Maps collected by airborne laser sensors have, for the first time, been used to successfully pinpoint individual trees affected by the deadly larch tree disease.
The laser scanning surveys (LiDAR) were undertaken by aerial mapping company Bluesky and used to model tree canopy height as part of a wider study to prove the effective use of the technology for disease identification and monitoring.
Phytophthora ramorum is a fungus-like pathogen which causes extensive damage and mortality to a wide range of trees and other plants.

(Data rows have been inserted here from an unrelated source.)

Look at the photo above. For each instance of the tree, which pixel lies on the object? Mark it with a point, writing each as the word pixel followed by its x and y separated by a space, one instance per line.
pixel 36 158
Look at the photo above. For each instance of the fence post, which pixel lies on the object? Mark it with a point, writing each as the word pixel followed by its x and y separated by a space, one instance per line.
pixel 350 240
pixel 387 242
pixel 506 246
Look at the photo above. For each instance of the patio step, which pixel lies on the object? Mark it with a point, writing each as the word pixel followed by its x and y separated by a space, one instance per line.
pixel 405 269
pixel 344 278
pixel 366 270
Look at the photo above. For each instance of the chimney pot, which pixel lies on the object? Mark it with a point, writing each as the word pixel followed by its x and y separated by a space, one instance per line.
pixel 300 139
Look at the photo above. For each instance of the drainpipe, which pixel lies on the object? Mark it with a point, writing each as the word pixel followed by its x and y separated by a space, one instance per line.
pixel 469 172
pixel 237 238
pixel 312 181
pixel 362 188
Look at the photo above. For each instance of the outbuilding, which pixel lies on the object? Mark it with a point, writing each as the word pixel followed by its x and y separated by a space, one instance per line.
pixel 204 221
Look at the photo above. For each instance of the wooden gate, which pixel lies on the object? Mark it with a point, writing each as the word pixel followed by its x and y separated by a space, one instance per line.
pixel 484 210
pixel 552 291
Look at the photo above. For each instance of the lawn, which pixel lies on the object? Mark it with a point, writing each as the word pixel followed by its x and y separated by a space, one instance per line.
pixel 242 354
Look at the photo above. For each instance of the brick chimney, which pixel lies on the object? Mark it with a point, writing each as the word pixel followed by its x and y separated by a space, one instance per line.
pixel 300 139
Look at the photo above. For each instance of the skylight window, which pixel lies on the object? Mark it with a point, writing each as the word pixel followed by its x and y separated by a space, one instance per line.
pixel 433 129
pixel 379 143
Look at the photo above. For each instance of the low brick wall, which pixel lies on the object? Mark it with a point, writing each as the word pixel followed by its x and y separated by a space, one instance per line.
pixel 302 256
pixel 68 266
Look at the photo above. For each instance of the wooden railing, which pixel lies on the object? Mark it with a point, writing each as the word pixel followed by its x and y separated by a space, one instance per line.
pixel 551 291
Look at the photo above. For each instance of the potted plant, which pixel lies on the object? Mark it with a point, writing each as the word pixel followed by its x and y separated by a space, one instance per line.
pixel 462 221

Generically referred to as ramorum, the disease was first discovered in the UK back in 2002 and has now spread to sites from Cornwall to Scotland, causing destruction in high profile areas including Epping Forest and the Forest of Dean.
Chloe Barnes, Postgraduate Researcher at the Department of Geography and lead author of the study, said: “Current trends suggest that UK forests and woodlands are subject to a greater threat from exotic diseases, such as larch tree disease, than ever before.
“While the use of LiDAR in forestry applications has become more common, its use to identify individual trees affected by diseases has, until now, been underutilised.
“The three dimensional nature of LiDAR provides structural information on topography, canopy height, tree density and crown dimensions, which we have proved can be used to determine biophysical parameters and inform forest inventories."
Professor Heiko Balzter, from the Department of Geography, added: “University research in close collaboration with companies like Bluesky provides huge opportunities for turning research outcomes into real-world applications.”